Speaking of md5, now that compression is jobified, the md5 calculation is one of the only parts of saving a board that we don’t have in job yet. To remedy this, I’m looking at porting the md5 implementation from https://github.com/kazuho/picohash to Burst. This looks straightforward enough and will be a nice change from the planning of the last week.
While planning, I’ve been weighing up different potential implementations, and this has required reading into a bunch of SQL and Erlang topics. One neat diversion I went on was looking at binary serializing for our websocket messages to the server. Previously I had looked at things like protobufs and captnproto. However, I had ignored the fact that Erlang has ETS. ETS is a simple binary format which it uses when communicating between nodes. Some of the message kinds only make sense within Erlang, but one possible subset was identified for external use called BERT.
I played around with BERT, but I didn’t like how floats were encoded. ETS has a newer, nicer way of encoding them, so I took some inspiration from BERT and started writing a simple Burst compatible way to write ETS messages from C#. I was quickly able to encode maps, tuples, floats, and strings, and sending them as binary messages to the server was also trivial.[4] The next step would be decoding and updating the backend’s code generator to use this. It should result in faster encoding/decoding with no garbage and smaller messages over the wire. Still, I’m going to leave this until after the Early Access release to avoid risking delaying the release even further.
I think that is the lot for this last week! I’m hoping to start making progress more quickly now that the plan has taken shape. I’ve already started writing the SQL and aim to start the erlang and c# portions as soon as possible.
Hope you are all well, Peace.
[0] Of course, we can also add limits of how many zones can be in each board, and we’ll almost certainly do that.
[1] This hierarchical spatial subdivision is probably making some of you think of octrees. Me too :P however, this approach will give us much shallower trees, which will be good for limiting the depth of the recursive SQL queries to get the data.

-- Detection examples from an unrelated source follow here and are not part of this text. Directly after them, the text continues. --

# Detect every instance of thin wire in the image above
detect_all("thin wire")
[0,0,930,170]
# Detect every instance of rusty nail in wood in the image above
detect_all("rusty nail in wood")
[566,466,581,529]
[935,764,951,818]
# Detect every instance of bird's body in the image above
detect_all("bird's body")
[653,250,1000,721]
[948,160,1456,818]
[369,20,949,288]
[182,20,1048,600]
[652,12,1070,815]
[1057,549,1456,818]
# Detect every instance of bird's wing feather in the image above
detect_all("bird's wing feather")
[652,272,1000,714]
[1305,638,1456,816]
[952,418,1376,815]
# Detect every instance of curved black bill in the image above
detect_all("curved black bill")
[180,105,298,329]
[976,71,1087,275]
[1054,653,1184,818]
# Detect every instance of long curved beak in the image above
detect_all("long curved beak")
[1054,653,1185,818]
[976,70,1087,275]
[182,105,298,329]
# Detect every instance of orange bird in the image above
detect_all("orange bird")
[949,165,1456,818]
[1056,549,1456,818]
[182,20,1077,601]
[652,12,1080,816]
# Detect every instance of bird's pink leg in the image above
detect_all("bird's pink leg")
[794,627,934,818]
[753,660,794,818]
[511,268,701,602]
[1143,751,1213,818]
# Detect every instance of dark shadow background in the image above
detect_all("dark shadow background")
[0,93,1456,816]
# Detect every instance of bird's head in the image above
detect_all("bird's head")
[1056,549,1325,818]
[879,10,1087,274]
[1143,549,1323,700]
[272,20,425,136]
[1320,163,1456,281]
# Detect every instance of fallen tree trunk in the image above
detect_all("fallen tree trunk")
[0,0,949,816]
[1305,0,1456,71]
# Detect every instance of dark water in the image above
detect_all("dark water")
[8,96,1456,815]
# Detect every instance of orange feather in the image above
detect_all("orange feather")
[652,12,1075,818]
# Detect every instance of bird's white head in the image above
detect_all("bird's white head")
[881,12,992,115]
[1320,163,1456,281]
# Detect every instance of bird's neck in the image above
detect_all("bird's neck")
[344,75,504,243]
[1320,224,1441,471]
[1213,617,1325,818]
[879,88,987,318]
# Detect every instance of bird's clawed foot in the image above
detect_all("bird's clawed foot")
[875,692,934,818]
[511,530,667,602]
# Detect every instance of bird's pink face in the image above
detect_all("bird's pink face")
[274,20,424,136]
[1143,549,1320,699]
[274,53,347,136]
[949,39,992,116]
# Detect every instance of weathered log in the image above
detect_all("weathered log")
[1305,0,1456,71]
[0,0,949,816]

[2] Naturally, this still means that popular boards will introduce a lot of extra rows to the partition in an unbalanced way. Still, each popular board will be uniformly spread across the partitions too, so it all should even itself out.
[3] I’m looking at xxhash3 as it’s super fast and has a Burst compatible implementation already made by Unity
[4] Given that we are now not using BERTS, we could go another step further and make our own binary format with only what we need. This is definitely an option, but moving to ETS first is a decent step that means we don’t have to write an encoder/decoder for the erlang side. We can swap out the implementation once we have moved to binary messaging and ironed out the kinks.